If we take every possible hash ($16^{64}$) and rehash it, the amount of possible outcomes for any given rehash is 1 out of $16^{64}$. So, all possible rehashes is equal to all possible unique hashes.

Assuming each rehash provided a unique hash, with no collisions, doesn't this imply any input larger or smaller than 64 bytes would collide with one of these values?

Answer 1

If you could hash $16^{64} = 2^{256}$ distinct inputs to a hash with a 256 bit output, then you would expect some collisions. (This is equivalent to you rehashing every possible hash in the domain if you hash the 16-byte representation of every non-negative integer < $2^{256}$)
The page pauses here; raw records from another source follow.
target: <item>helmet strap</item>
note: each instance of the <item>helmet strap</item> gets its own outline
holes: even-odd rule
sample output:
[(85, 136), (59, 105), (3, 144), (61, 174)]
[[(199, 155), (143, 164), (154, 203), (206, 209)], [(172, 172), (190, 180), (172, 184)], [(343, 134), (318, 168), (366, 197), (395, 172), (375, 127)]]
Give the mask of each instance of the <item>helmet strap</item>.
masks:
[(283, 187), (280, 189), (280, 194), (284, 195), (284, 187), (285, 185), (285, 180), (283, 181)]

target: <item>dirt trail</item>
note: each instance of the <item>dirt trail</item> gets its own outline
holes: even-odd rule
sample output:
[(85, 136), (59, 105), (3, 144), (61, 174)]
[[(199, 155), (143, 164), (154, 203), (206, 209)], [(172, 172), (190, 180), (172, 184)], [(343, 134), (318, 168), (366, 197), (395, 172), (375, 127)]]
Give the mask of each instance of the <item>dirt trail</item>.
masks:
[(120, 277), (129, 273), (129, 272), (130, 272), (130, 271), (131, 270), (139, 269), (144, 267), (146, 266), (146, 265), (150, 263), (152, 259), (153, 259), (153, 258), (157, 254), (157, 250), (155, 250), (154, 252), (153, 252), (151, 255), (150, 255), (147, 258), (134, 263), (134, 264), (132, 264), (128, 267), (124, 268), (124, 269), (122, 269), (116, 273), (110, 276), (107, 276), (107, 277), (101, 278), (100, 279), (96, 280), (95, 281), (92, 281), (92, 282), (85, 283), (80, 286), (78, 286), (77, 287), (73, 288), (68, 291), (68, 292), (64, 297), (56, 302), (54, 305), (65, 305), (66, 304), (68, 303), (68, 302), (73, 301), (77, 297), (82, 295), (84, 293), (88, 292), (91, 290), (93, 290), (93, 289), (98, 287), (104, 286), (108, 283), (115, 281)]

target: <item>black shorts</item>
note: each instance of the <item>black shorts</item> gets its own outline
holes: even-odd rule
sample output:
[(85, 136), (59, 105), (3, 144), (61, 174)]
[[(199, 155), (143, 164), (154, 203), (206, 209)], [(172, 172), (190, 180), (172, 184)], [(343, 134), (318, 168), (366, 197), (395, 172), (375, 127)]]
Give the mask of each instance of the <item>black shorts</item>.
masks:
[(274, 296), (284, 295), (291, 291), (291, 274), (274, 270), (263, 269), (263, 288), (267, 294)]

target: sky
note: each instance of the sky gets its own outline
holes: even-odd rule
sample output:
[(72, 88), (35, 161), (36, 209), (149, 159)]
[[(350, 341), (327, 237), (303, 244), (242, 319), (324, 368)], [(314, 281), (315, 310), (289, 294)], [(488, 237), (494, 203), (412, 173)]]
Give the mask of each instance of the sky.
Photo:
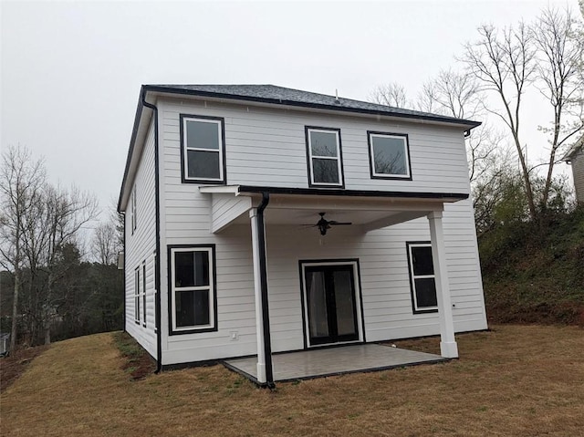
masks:
[(481, 24), (528, 22), (548, 5), (579, 11), (576, 0), (0, 0), (0, 147), (28, 148), (53, 182), (107, 209), (141, 84), (273, 84), (367, 100), (397, 82), (414, 97), (455, 67)]

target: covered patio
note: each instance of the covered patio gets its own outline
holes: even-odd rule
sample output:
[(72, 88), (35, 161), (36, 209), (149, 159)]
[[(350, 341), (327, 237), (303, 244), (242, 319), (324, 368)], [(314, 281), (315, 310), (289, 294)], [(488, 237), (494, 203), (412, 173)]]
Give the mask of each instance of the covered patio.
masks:
[[(385, 370), (396, 367), (447, 360), (448, 359), (439, 355), (372, 343), (278, 353), (272, 356), (274, 380), (280, 382)], [(225, 360), (224, 364), (228, 369), (260, 383), (256, 356)]]
[[(442, 220), (444, 203), (465, 199), (468, 194), (244, 185), (201, 186), (199, 191), (210, 195), (211, 233), (222, 233), (235, 224), (251, 226), (257, 356), (225, 361), (225, 365), (230, 369), (245, 374), (261, 385), (273, 388), (274, 382), (277, 380), (391, 369), (420, 362), (437, 362), (443, 359), (458, 357)], [(325, 220), (325, 214), (330, 214), (327, 217), (332, 217), (334, 220)], [(364, 234), (421, 217), (428, 219), (442, 357), (398, 350), (376, 344), (351, 344), (351, 342), (366, 343), (367, 341), (362, 307), (360, 303), (361, 297), (359, 291), (360, 286), (359, 285), (358, 261), (353, 257), (348, 260), (301, 262), (303, 280), (306, 280), (307, 271), (318, 277), (328, 278), (324, 279), (325, 286), (323, 286), (328, 287), (327, 290), (320, 290), (322, 292), (318, 296), (326, 293), (334, 294), (335, 299), (339, 296), (339, 302), (349, 302), (349, 304), (345, 306), (346, 307), (327, 307), (327, 311), (315, 310), (314, 313), (308, 314), (308, 302), (312, 297), (307, 296), (305, 298), (303, 296), (305, 301), (302, 303), (304, 307), (302, 328), (305, 350), (272, 353), (266, 224), (316, 226), (320, 235), (325, 235), (331, 225), (347, 224), (351, 225), (353, 232)], [(321, 223), (324, 223), (324, 225), (321, 226)], [(330, 284), (334, 283), (335, 275), (339, 282), (333, 286)], [(305, 287), (301, 285), (300, 288)], [(320, 305), (320, 302), (314, 304), (313, 307), (325, 307), (324, 305)], [(342, 335), (339, 335), (338, 326), (333, 327), (332, 322), (328, 320), (328, 318), (334, 319), (338, 311), (343, 314), (344, 318), (341, 317), (343, 321), (348, 320), (342, 327)], [(325, 316), (327, 314), (334, 314), (334, 317), (328, 317)], [(338, 319), (337, 323), (339, 323)], [(318, 329), (322, 332), (320, 330), (317, 332), (315, 328), (317, 326), (320, 327)], [(323, 334), (325, 331), (328, 334)], [(333, 349), (318, 349), (321, 345), (335, 343), (345, 343), (348, 346), (335, 347)]]

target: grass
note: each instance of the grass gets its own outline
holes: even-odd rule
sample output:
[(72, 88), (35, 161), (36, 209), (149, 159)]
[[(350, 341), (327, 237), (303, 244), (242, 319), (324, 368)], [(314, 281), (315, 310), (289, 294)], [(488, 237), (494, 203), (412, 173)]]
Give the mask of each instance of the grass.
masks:
[(153, 359), (127, 332), (114, 332), (112, 338), (125, 359), (121, 369), (130, 373), (132, 380), (142, 380), (156, 369)]
[[(435, 351), (438, 340), (396, 342)], [(584, 435), (584, 329), (497, 326), (459, 360), (256, 389), (222, 366), (129, 380), (111, 334), (55, 343), (0, 397), (2, 435)]]
[(479, 237), (491, 322), (584, 327), (584, 205), (546, 224), (517, 222)]

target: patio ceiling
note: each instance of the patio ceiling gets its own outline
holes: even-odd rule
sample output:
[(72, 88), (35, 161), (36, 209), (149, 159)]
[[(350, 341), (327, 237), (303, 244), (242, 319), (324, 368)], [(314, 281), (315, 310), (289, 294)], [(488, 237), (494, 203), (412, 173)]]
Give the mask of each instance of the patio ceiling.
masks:
[[(215, 224), (213, 232), (217, 233), (232, 224), (249, 223), (246, 213), (256, 205), (261, 194), (241, 192), (239, 187), (202, 187), (202, 192), (212, 194), (212, 204), (220, 205), (212, 212)], [(230, 191), (231, 189), (231, 191)], [(421, 194), (422, 195), (422, 194)], [(267, 225), (304, 225), (316, 224), (319, 213), (326, 213), (327, 220), (349, 222), (369, 232), (398, 223), (423, 217), (433, 211), (442, 211), (444, 198), (402, 198), (390, 196), (343, 196), (272, 193), (266, 209)], [(230, 204), (237, 207), (230, 207)], [(230, 214), (231, 216), (225, 217)], [(220, 217), (220, 218), (219, 218)], [(218, 224), (217, 224), (218, 223)]]

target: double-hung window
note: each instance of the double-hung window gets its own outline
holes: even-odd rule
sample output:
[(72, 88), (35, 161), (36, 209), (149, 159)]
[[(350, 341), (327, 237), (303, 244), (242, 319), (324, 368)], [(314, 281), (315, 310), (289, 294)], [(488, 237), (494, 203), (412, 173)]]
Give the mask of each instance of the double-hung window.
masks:
[(225, 182), (224, 119), (181, 115), (182, 182)]
[(146, 261), (142, 263), (142, 326), (146, 328)]
[(367, 132), (371, 178), (412, 180), (408, 136)]
[(134, 321), (140, 325), (140, 267), (134, 270)]
[(171, 246), (171, 333), (216, 330), (214, 246)]
[(413, 312), (438, 311), (432, 245), (427, 242), (410, 242), (406, 247)]
[(344, 186), (340, 130), (306, 127), (308, 185)]

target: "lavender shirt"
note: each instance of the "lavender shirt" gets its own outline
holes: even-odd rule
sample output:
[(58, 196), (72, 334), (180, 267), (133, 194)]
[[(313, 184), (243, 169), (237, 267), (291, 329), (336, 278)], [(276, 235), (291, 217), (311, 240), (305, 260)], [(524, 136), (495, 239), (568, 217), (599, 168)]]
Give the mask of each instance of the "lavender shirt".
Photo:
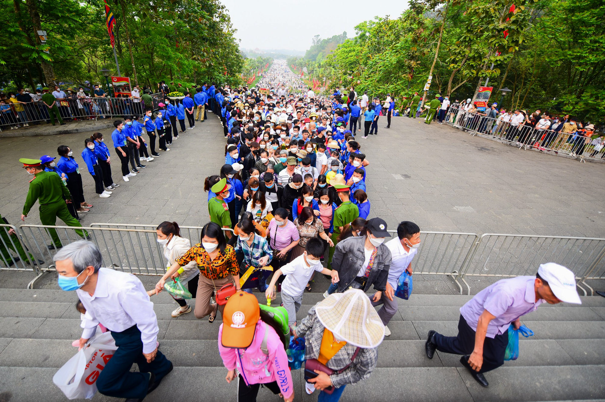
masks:
[(495, 318), (488, 325), (488, 338), (504, 334), (511, 323), (522, 315), (535, 311), (544, 302), (535, 300), (535, 276), (501, 279), (477, 293), (460, 308), (468, 325), (477, 331), (477, 323), (484, 310)]

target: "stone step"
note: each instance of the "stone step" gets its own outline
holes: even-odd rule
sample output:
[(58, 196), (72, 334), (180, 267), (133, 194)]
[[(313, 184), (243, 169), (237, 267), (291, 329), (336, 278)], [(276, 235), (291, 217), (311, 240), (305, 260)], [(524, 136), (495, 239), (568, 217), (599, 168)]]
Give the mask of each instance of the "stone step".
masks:
[[(77, 352), (71, 339), (0, 338), (0, 366), (59, 368)], [(378, 367), (462, 367), (460, 357), (437, 352), (427, 358), (424, 340), (387, 338), (379, 347)], [(217, 339), (164, 340), (160, 349), (175, 366), (223, 367)], [(506, 366), (605, 364), (605, 340), (522, 340), (519, 358)]]
[[(0, 389), (10, 402), (67, 400), (52, 382), (54, 367), (0, 367)], [(145, 398), (145, 402), (235, 401), (237, 384), (223, 382), (226, 370), (218, 367), (178, 367)], [(343, 402), (359, 401), (526, 401), (603, 400), (605, 366), (504, 366), (487, 373), (489, 386), (477, 384), (463, 367), (378, 367), (369, 378), (348, 385)], [(292, 372), (295, 401), (316, 401), (304, 392), (302, 372)], [(185, 381), (185, 384), (183, 383)], [(211, 389), (211, 392), (209, 390)], [(74, 400), (84, 402), (85, 400)], [(261, 387), (259, 401), (279, 401)], [(97, 394), (92, 401), (120, 400)]]

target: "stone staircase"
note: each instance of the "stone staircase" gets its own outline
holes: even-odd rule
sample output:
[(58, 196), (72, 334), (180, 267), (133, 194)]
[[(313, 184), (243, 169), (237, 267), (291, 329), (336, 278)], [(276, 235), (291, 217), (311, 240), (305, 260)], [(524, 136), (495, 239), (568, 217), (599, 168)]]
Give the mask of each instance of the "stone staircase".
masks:
[[(263, 302), (264, 295), (255, 294)], [(389, 325), (392, 335), (379, 347), (378, 367), (368, 380), (347, 386), (341, 400), (605, 400), (605, 298), (583, 297), (581, 306), (543, 305), (524, 316), (522, 322), (535, 335), (521, 340), (518, 360), (486, 374), (490, 385), (483, 388), (459, 357), (437, 353), (430, 360), (424, 354), (430, 329), (456, 334), (459, 309), (469, 297), (414, 294), (400, 300)], [(319, 292), (306, 294), (297, 318), (322, 298)], [(151, 300), (160, 348), (174, 370), (145, 401), (236, 401), (237, 386), (225, 381), (218, 355), (220, 315), (213, 324), (192, 312), (174, 318), (170, 312), (177, 305), (169, 295)], [(71, 346), (81, 334), (76, 301), (74, 292), (60, 290), (0, 289), (0, 402), (67, 400), (52, 378), (77, 351)], [(316, 394), (304, 391), (302, 371), (292, 375), (295, 400), (316, 401)], [(120, 400), (97, 394), (93, 400)], [(261, 389), (258, 400), (280, 398)]]

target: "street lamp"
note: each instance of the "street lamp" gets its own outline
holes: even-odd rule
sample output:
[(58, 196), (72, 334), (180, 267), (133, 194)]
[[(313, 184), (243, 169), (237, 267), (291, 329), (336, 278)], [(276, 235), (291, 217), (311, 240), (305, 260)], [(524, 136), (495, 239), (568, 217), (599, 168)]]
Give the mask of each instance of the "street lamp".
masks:
[(504, 96), (507, 93), (508, 93), (509, 92), (512, 92), (512, 90), (509, 90), (509, 89), (508, 89), (506, 87), (505, 87), (505, 88), (500, 88), (500, 102), (498, 102), (498, 106), (502, 107), (502, 98), (504, 97)]
[(113, 88), (111, 87), (110, 87), (109, 76), (111, 71), (103, 67), (103, 68), (101, 69), (101, 73), (103, 73), (103, 75), (105, 76), (105, 82), (107, 83), (107, 91), (109, 92), (110, 94), (111, 94), (112, 97), (115, 97), (115, 95), (114, 94), (113, 91), (112, 90)]

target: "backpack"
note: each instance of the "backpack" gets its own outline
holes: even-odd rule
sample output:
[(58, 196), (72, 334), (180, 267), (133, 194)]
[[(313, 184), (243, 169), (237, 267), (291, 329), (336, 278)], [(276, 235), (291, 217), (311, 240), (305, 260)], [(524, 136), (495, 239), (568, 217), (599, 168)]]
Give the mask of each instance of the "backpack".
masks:
[[(282, 306), (271, 307), (262, 303), (258, 303), (261, 310), (267, 314), (273, 320), (271, 325), (270, 323), (266, 323), (271, 325), (275, 329), (275, 332), (280, 335), (280, 339), (284, 344), (284, 349), (286, 351), (290, 346), (290, 326), (288, 325), (288, 312)], [(278, 331), (279, 330), (279, 331)], [(267, 349), (267, 333), (265, 333), (264, 338), (263, 339), (263, 343), (261, 345), (261, 350), (266, 355), (269, 354)]]

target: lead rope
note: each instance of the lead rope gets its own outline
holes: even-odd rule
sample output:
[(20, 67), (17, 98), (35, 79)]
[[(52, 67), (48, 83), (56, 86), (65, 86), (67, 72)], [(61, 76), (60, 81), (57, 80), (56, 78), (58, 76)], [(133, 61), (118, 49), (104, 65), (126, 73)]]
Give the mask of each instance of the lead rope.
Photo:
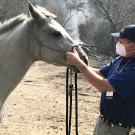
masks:
[[(73, 77), (74, 77), (74, 81), (73, 81)], [(71, 134), (72, 101), (73, 101), (74, 89), (75, 89), (75, 132), (76, 132), (76, 135), (78, 135), (77, 73), (74, 72), (72, 68), (67, 68), (67, 71), (66, 71), (66, 135)]]

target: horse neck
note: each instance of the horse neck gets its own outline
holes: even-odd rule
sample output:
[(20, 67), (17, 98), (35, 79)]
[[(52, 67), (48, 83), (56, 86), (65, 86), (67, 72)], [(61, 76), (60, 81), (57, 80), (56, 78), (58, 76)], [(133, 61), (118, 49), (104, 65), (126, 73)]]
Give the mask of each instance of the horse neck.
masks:
[(25, 75), (33, 58), (28, 50), (27, 23), (24, 21), (11, 32), (0, 35), (0, 78), (12, 86), (17, 84)]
How many collisions? First lets assume the output of a hash function is uniformly randomly distributed. The probability of 2 hash values being the same (being a collision) is $(1/2^{256}) = 2^{-256}$

We have $2^{256}$ outputs, so there are $\frac{2^{256}*(2^{256} - 1)}{2}$ pairs of output hashes. Each of these pairs has probability ${2^{-256}}$ of being the same. So the expected number of collisions is ${2^{-256}} * \frac{2^{256}*(2^{256} - 1)}{2} \approx 2^{255}$

So this implies that with 2^256 inputs, you would expect half of them to be collisions with each other, and therefore for any new input you hash, there is a 50% probability of it colliding with a hash you already know. However 2^256 is a massive number, and getting anywhere near that many hashes is computationally infeasible today.

--EDIT-- As pointed out by fgrieu, even though there are $2^{255}$ collisions, some of the collisions are on the same element, thus the amount of hash values reached is instead significantly less than $2^{255}$.

I have been unable to find a source or derivation of how many distinct collision hashes would be reached. (An equivalent question "what is the number of distinct shared birthdays in a given room for the birthday problem")